Normal... is boring
My life, however, never seems to reach that much vaunted state of normalcy and is very, very rarely boring in that sense.
So I started worrying about money again over the weekend. Having not started my new job yet, things are extremely tight for me financially, plus on top of that, my mother's birthday and anniversary are both this week. I actually worried so much about it that I ended up with a severe migraine on Sunday. Then, lo and behold, there's a check for a little over $600 for me that I wasn't expecting waiting for me in my mail-box monday afternoon. Scary.
So I take the check to the bank, and deposit $500 of it to my checking account to help keep me afloat financially until my new job starts, taking a little more than $100 back to go birthday and anniversary shopping for my mom.

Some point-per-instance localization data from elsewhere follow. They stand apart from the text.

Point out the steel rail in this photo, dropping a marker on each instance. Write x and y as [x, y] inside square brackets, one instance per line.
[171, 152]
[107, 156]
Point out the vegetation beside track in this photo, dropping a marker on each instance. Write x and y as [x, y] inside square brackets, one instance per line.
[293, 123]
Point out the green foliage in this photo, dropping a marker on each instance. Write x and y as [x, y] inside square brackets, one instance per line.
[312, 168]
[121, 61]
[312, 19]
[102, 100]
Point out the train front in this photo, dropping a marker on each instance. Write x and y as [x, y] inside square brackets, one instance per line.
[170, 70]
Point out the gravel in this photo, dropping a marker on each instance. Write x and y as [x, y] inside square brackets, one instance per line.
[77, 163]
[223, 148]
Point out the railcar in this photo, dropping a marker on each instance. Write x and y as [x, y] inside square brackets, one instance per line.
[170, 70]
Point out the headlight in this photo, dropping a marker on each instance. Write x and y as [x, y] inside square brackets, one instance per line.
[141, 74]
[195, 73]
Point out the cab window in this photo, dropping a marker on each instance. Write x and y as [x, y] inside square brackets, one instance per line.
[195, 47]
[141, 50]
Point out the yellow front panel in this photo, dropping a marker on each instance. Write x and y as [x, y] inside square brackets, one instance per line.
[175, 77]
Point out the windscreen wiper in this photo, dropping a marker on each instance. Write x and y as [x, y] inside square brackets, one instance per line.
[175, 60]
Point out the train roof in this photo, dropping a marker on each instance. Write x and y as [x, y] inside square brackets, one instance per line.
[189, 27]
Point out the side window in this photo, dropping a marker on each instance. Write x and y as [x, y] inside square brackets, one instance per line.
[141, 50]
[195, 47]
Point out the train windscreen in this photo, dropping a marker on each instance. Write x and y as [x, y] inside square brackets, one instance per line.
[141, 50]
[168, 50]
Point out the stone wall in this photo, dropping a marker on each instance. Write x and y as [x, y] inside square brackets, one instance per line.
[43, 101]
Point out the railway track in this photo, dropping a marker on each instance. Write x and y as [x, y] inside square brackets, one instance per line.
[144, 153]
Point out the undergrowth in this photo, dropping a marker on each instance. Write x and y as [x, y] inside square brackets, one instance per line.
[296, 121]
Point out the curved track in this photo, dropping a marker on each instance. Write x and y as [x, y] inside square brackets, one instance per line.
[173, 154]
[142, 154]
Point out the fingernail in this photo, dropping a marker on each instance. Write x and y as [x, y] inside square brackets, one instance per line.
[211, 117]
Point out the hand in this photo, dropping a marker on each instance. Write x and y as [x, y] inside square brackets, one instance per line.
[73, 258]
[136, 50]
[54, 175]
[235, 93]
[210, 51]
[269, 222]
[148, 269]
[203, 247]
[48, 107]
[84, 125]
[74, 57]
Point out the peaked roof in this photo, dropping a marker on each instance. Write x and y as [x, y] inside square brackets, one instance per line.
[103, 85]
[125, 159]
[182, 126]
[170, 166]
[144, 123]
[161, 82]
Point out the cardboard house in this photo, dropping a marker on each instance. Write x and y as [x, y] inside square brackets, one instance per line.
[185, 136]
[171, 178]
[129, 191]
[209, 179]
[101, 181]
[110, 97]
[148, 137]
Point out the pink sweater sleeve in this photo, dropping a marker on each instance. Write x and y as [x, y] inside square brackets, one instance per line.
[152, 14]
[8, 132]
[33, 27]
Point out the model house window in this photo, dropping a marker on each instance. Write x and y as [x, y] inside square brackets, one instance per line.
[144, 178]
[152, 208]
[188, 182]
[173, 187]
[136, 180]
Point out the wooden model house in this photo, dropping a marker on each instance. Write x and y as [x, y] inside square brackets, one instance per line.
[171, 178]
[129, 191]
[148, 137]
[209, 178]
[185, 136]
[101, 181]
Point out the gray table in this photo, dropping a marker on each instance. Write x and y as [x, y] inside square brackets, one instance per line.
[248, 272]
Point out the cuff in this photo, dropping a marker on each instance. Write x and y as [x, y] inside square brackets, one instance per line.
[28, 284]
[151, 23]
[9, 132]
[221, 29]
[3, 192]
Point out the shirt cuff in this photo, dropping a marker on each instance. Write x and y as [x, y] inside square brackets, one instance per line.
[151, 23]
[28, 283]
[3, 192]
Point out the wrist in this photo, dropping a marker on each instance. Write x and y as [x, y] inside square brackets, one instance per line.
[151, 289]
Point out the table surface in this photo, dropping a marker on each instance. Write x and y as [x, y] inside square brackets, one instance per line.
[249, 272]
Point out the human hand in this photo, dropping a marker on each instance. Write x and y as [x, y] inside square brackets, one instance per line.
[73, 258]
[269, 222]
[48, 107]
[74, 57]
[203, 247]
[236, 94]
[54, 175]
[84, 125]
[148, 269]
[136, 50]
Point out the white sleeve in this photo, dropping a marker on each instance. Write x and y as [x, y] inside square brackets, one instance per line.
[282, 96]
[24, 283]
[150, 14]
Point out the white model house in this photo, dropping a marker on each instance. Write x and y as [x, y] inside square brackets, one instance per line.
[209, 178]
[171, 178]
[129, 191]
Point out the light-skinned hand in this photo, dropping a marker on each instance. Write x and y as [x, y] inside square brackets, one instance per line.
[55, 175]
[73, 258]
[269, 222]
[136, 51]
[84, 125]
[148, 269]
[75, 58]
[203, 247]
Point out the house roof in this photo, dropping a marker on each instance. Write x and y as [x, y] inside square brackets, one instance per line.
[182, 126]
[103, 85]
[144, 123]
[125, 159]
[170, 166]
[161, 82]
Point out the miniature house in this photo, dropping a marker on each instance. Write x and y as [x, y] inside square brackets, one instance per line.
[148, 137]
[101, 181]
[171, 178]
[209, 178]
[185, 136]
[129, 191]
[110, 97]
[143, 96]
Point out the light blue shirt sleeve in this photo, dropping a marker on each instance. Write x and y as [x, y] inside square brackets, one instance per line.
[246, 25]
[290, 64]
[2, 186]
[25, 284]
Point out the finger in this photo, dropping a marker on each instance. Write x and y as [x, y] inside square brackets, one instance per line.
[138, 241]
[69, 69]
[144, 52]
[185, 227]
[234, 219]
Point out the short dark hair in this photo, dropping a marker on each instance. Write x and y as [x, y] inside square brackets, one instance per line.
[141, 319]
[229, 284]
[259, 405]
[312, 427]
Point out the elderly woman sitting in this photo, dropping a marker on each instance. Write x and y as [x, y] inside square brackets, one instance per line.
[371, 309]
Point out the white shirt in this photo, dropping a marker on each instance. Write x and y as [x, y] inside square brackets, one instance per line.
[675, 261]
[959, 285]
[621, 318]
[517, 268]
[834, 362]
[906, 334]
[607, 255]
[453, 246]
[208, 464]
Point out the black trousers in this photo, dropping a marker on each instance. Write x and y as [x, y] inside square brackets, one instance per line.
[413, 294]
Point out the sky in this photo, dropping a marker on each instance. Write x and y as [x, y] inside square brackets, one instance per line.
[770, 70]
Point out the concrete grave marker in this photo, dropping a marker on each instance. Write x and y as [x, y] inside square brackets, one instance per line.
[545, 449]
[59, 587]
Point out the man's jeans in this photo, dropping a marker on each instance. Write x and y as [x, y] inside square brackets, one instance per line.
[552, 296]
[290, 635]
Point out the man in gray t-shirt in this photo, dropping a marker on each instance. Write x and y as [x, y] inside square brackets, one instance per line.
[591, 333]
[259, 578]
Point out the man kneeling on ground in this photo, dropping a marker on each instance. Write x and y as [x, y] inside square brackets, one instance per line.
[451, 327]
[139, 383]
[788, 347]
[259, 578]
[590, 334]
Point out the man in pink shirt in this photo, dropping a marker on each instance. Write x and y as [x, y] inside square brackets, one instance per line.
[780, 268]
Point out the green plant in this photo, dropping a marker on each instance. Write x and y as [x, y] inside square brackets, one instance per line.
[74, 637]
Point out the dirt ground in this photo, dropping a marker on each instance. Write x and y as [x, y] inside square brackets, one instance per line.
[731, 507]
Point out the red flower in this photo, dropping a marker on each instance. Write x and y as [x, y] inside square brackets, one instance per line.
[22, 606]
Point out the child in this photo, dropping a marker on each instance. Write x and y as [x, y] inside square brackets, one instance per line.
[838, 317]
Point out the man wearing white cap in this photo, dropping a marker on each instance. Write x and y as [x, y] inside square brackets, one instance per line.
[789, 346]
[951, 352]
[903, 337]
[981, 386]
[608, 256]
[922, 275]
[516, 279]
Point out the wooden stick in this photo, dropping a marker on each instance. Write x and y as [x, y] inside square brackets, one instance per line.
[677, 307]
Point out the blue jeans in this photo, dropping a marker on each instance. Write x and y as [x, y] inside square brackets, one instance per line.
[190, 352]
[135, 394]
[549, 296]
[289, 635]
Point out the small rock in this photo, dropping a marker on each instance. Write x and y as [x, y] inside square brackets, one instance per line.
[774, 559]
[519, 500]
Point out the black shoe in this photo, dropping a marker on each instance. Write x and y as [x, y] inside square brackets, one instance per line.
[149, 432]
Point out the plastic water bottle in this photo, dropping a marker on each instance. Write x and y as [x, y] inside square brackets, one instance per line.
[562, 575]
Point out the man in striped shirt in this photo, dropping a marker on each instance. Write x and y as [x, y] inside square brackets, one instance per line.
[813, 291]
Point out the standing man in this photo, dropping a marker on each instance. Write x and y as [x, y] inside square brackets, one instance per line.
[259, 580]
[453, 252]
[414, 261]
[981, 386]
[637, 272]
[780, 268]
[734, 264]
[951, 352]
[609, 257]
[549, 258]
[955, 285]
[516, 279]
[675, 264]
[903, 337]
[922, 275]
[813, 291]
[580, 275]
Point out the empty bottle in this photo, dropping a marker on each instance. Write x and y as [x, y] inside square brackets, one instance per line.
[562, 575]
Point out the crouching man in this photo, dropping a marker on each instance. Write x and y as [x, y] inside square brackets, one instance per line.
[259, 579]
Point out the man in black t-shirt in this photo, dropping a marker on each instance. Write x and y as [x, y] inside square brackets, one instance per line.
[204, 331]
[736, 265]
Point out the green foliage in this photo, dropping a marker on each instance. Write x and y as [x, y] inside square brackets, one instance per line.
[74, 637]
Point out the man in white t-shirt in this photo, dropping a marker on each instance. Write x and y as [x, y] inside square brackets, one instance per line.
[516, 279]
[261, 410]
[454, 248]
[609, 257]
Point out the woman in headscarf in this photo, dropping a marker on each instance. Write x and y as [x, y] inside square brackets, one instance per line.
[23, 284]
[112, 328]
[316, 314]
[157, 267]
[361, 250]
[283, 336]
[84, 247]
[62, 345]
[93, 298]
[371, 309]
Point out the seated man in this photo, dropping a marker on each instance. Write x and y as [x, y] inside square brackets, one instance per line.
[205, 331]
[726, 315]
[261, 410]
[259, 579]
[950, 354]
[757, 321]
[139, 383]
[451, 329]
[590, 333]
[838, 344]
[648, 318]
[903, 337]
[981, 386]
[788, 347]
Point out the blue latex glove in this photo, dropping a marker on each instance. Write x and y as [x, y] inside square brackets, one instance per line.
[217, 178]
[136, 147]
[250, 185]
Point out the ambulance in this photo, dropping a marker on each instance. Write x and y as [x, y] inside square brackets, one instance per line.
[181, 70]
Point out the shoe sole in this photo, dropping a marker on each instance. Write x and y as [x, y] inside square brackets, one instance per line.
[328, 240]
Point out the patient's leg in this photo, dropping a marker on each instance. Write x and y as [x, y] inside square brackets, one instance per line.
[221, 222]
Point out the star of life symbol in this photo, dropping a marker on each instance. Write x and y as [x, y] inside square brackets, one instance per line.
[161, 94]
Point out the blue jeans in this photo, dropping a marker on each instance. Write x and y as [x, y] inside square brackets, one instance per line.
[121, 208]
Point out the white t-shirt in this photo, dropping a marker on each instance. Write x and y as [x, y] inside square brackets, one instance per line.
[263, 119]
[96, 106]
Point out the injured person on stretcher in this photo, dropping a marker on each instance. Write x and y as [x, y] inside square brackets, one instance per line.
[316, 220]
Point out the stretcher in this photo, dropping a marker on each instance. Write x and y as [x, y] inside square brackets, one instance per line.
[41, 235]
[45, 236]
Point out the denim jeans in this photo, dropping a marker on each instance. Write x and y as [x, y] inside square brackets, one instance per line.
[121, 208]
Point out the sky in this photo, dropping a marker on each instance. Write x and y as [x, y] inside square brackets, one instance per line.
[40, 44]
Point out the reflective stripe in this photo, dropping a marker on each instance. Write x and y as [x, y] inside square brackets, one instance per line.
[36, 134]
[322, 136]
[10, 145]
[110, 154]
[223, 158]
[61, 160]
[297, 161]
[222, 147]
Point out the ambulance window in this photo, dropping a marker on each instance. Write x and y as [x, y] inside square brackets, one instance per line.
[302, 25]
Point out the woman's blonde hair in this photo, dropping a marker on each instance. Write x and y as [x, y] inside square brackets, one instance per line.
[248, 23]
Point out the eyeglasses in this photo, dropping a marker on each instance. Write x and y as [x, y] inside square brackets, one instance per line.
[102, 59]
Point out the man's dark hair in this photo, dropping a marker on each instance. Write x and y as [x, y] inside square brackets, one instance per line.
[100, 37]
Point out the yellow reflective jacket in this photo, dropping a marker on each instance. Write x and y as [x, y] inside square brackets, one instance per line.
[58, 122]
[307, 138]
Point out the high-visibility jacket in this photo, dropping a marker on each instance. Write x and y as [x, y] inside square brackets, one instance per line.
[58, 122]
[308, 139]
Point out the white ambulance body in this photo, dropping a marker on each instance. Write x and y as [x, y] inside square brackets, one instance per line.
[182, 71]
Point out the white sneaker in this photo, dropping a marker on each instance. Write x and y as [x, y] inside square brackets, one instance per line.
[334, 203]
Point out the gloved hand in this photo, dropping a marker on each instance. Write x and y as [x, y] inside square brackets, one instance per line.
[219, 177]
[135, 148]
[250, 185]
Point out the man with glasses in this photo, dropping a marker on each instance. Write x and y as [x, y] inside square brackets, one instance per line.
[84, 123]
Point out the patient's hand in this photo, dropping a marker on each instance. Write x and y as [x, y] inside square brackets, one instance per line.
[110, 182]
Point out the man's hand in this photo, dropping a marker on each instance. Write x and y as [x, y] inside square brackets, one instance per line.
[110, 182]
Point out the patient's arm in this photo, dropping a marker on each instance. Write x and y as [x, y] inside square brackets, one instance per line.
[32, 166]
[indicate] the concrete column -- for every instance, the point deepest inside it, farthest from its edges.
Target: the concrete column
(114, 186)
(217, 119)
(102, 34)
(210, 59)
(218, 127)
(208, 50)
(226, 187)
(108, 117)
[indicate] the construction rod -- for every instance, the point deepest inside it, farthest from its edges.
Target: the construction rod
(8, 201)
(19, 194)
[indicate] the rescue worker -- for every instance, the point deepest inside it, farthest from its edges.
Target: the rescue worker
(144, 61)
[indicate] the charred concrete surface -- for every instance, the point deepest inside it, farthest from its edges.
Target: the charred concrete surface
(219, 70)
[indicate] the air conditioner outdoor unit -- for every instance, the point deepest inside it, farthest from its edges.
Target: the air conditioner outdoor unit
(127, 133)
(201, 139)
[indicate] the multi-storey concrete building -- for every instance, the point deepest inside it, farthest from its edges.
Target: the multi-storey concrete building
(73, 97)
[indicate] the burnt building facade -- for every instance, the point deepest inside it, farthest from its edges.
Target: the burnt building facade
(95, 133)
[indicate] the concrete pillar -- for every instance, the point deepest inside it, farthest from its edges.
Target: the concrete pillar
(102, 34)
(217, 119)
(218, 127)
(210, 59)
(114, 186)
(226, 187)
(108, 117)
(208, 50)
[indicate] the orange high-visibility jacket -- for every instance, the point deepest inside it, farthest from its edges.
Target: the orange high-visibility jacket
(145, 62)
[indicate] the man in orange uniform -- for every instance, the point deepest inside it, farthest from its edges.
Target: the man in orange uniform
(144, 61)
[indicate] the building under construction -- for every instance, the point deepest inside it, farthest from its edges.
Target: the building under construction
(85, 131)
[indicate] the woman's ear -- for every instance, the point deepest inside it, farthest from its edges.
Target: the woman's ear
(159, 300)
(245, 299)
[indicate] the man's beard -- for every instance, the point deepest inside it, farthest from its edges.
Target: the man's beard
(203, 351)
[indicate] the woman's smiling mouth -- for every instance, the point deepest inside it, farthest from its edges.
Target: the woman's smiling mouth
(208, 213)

A run through a fast-food place to get a soda on my way, and realize that the bank messed up and gave me $100 more cash back then they were supposed to. I double check my deposit slip and the slip has all the numbers right, the teller at the bank just made a big mistake and put the wrong amount of money in the envelope. Scarier.
(I went back to the bank and returned the extra money, but I can't say that I wasn't very tempted to keep it. It ultimately came down to one deciding factor, keeping the money was very likely to hurt the teller, a shortage in that amount would probably result in her losing her job. So, being a good little Wiccan I chose to harm none, and took it back.)
At any rate, I at least don't have to worry about money again for another month or so... And I think I got the universe's message, I'm gonna stop worrying so much ( it'd be a lie if I said I was going to quit worrying altogether ) about things and just trust that everything is going to take care of itself in its own good time.